Coordinates: 34°02′42″N 118°15′00″W / 34.04495445°N 118.24992388°W
The historic Pacific Electric Building (also known as the Huntington Building, after the Pacific Electric founder and developer, Henry Huntington, or 6th & Main for its location) opened in 1905 as the terminal for the Pacific Electric Red Car Lines running east and south of downtown Los Angeles, as well as the company's main headquarters building. It was designed by architect Thornton Fitzhugh. Though not the first modern building in Los Angeles, nor the tallest, its large footprint and ten-floor height made it the largest building in floor area west of Chicago for several decades. Above the main floor terminal were five floors of offices and on the top three floors, the Jonathan Club, one of the city's leading businessmen's clubs. The club moved to its own building on Figueroa Street in 1925. After the absorption of the Pacific Electric into the Southern Pacific Railroad in 1911 (called "The Great Merger"), the PE Building became the primary Los Angeles offices for the Southern Pacific.

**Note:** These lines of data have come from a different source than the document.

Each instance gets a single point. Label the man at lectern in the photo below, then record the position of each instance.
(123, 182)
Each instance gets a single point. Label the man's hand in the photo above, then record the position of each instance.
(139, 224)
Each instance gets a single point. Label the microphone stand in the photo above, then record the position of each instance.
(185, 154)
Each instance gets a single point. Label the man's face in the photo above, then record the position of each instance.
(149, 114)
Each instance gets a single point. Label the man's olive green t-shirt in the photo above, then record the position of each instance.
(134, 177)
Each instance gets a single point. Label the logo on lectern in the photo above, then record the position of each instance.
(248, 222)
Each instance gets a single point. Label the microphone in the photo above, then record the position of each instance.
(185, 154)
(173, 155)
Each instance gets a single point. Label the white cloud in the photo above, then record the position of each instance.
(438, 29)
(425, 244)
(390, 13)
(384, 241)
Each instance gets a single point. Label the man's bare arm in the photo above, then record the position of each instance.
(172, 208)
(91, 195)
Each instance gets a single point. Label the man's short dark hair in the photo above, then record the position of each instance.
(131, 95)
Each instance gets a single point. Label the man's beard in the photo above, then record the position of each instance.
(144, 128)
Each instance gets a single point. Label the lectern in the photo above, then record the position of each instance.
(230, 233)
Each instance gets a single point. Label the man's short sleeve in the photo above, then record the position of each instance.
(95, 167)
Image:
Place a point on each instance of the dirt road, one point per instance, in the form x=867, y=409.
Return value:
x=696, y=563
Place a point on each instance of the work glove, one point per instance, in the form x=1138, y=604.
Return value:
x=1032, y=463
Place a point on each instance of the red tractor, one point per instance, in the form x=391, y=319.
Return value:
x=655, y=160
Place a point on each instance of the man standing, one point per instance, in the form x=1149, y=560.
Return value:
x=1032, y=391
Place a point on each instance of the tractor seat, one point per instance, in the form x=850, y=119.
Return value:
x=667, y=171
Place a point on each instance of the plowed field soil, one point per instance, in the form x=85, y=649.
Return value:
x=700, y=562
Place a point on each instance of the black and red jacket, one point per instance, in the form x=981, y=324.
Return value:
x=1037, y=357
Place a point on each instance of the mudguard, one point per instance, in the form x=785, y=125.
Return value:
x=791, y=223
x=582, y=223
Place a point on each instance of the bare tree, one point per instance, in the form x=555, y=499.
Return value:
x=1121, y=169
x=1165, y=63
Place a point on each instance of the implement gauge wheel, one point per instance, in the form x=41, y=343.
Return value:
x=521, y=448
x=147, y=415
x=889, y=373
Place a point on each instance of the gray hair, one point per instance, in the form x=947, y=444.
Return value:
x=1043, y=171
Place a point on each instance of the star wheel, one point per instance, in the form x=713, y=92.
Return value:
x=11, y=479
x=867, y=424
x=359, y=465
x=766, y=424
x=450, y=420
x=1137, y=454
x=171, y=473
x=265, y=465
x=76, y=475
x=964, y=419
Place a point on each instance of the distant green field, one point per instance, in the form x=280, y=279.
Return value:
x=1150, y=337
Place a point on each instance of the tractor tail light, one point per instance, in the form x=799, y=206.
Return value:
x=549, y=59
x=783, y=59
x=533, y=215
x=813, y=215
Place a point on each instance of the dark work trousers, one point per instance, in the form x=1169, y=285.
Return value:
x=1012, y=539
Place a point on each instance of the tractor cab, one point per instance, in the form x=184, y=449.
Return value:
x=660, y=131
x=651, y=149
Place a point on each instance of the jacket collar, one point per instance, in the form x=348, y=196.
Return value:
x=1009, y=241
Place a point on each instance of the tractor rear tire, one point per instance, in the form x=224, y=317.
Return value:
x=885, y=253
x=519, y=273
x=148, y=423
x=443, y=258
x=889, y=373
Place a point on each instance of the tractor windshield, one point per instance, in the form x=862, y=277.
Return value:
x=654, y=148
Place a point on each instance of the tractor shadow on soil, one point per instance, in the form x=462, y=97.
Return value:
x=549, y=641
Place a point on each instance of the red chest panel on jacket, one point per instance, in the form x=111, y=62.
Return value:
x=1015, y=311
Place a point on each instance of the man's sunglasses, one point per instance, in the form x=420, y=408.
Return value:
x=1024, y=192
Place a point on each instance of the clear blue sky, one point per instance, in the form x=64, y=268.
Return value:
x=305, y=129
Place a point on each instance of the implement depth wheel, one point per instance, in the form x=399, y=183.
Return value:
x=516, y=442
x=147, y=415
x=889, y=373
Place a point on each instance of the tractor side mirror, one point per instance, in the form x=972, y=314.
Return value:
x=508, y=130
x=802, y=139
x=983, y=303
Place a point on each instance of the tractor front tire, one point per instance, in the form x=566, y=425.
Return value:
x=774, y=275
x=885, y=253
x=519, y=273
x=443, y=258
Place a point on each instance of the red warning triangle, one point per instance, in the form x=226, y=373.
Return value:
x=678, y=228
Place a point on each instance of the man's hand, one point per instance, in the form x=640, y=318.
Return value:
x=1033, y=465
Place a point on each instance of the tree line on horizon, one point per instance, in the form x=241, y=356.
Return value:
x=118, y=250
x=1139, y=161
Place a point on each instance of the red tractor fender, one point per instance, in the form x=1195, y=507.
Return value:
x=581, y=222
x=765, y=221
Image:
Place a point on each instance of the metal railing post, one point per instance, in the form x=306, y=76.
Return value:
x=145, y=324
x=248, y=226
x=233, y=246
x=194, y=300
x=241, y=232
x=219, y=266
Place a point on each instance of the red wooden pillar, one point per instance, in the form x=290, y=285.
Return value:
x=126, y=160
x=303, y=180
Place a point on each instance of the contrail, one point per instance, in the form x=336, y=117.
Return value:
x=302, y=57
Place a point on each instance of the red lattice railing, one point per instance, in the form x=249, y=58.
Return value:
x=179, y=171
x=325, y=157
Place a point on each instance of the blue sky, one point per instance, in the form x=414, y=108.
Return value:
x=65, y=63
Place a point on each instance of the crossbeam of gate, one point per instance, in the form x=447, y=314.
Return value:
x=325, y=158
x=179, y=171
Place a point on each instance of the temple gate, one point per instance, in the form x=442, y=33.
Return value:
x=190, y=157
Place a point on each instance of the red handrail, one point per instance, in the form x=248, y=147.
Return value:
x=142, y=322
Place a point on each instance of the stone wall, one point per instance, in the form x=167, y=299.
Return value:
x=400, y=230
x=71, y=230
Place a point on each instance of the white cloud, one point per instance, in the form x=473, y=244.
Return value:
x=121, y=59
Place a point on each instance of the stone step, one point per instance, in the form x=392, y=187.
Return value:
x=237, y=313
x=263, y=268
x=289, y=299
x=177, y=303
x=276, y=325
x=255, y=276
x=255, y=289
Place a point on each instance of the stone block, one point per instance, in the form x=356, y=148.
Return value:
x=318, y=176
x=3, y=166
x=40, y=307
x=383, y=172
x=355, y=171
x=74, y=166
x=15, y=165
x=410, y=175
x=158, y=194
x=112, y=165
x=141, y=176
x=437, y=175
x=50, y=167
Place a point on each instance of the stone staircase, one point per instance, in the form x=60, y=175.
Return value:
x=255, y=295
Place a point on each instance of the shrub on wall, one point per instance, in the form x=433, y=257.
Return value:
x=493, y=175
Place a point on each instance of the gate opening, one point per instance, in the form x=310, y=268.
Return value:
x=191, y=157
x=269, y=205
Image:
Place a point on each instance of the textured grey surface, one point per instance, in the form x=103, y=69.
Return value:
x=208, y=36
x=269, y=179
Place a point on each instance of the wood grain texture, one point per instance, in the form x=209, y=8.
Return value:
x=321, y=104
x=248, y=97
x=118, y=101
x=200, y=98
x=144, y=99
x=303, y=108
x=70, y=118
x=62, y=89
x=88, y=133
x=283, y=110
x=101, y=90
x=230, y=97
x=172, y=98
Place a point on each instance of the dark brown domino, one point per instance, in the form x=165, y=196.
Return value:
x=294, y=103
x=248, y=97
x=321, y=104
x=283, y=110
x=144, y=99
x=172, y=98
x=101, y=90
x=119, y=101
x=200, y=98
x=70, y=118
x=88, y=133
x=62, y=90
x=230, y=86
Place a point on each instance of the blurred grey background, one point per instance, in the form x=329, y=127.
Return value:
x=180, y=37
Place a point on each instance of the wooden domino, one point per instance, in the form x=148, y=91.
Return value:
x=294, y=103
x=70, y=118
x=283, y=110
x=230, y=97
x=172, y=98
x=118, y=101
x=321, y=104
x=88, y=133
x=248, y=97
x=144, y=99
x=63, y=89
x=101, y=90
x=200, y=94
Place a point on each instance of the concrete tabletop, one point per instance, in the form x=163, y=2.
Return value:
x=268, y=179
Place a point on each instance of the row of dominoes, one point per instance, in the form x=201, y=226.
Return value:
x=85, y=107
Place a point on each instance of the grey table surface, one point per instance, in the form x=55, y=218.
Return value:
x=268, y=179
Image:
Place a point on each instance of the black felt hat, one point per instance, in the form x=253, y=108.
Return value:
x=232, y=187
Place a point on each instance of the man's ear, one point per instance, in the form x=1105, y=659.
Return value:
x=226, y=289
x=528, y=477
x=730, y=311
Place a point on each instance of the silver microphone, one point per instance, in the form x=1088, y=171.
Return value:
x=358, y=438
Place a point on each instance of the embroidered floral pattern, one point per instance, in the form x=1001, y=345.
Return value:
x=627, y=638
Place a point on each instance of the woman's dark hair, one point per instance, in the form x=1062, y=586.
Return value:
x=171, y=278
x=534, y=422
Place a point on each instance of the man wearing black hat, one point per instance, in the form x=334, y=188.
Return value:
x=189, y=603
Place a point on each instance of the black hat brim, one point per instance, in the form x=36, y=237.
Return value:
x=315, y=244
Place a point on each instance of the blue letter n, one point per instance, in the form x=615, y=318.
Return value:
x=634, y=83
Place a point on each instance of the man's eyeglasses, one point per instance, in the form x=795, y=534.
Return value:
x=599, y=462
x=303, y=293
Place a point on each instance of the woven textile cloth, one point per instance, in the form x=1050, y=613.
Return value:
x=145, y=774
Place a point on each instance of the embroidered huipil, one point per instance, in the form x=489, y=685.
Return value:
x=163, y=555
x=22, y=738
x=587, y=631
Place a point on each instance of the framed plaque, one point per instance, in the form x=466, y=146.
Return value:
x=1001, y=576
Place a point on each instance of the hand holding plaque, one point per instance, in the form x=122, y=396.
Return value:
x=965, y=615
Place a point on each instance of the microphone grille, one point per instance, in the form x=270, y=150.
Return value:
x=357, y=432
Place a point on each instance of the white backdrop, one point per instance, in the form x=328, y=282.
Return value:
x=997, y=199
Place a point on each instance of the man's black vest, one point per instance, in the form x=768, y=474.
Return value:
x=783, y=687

In 1914, a total of 1626 PE trains entered or left Los Angeles in 3262 cars daily. With the increase in automobiles in Los Angeles in the 1920s, congestion of shared street running with the Los Angeles Railway city streetcars and auto traffic delayed PE trains traveling to the north and west up Main Street to Glendale, Hollywood, and Santa Monica. In 1922, the California Railroad Commission issued Order No. 9928, which called for the Pacific Electric to construct a subway to bypass downtown's busy streets. The Subway Terminal Building, a second PE terminal, was then built across downtown at the base of Bunker Hill at 4th and Hill Streets across from Pershing Square to serve the subway, which opened December 1, 1925, speeding passenger service considerably to Hollywood, Santa Monica, and Glendale.